A correzione, si potrebbe pensare di:
collegare l’assegno al solo reddito familiare, per evitare iniquità e impedire che il computo venga viziato da ragioni patrimoniali, potenzialmente fuorvianti rispetto alla reale condizione economica familiare;
collegare il sussidio, per le famiglie senza lavoro, a politiche attive di inclusione occupazionale, se del caso riduzione progressiva dell’entità dell’assegno in base al protrarsi degli anni di disoccupazione;
vincolare una percentuale congrua di tale sostegno a finalità imposte (i.e., formazione culturale dei minori, attività sportive, etc.);
includere tra i beneficiari i percettori di assegno per il nucleo familiare (lavoratori dipendenti) con una maggiorazione di € 37,50 a figlio (fino a due) di € 55,00 a figlio (con almeno tre figli).

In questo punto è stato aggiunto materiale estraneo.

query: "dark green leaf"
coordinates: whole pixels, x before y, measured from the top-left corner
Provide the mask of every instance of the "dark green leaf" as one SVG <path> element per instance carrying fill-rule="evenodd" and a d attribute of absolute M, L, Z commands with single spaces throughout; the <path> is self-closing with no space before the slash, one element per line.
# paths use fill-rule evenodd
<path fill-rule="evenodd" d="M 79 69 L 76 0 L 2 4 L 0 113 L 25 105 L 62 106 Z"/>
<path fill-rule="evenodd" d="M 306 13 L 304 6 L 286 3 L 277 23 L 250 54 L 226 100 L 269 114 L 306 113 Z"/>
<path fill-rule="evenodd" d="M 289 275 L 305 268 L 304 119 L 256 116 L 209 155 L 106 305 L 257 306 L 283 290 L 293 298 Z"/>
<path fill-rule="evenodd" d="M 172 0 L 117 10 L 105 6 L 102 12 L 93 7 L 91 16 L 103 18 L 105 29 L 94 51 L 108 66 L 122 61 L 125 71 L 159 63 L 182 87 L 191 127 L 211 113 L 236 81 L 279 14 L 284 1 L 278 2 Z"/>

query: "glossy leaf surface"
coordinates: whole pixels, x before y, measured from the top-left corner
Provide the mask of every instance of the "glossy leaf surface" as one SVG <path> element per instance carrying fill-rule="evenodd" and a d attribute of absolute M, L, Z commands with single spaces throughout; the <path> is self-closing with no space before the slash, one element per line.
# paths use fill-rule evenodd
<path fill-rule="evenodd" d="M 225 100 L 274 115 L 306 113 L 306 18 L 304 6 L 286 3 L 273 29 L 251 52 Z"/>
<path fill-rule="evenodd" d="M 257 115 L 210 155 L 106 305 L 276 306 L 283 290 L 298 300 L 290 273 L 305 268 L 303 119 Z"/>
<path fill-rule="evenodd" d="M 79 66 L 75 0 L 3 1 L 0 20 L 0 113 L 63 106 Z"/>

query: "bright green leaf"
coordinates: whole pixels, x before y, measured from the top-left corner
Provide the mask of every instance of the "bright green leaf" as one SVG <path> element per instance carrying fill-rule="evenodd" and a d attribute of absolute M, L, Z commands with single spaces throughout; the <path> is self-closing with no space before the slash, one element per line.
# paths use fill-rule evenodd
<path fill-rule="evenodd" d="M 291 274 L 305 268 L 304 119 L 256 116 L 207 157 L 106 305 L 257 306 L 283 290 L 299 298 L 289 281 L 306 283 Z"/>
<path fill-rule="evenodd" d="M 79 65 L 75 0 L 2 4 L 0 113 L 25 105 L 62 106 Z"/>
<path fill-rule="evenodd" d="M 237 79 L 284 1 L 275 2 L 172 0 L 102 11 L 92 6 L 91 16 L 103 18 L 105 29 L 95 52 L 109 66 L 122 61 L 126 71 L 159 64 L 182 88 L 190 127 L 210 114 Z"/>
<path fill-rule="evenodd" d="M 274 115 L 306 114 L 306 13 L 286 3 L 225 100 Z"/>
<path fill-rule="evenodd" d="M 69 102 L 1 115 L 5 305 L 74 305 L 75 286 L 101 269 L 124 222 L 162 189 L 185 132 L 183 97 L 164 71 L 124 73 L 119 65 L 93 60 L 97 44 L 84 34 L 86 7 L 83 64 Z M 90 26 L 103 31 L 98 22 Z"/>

Continua a credersi, tuttavia, che il problema vada affrontato in maniera più strutturata e che servano politiche di maggiore attenzione e lungimiranza, con interventi organici.
La riduzione delle natalità è un dato di fatto.
Bisogna prendere atto che l’Italia è un Paese anziano e il cambio generazionale non porta ottimismo, poiché, allo stato, il contributo e l’impegno di pochi giovani potrebbe non riuscire a sostituire quella delle fasce più larghe delle generazioni precedenti. Il rischio è che si crei un deficit di spesa che nessuna manovra potrebbe davvero colmare senza un’azione politica fatta di visione e prospettiva.
È pacifico. Eppure, rispetto al passato, l’approccio sembra non cambiare e gli incentivi alla natalità continuano a passare per la sola logica dei sussidi.

La bassa natalità dipende da due fattori: inoccupazione giovanile, che impedisce la formazione di nuove famiglie numerose, e la ridotta tutela della maternità.
Ed è con questi problemi che occorre misurarsi.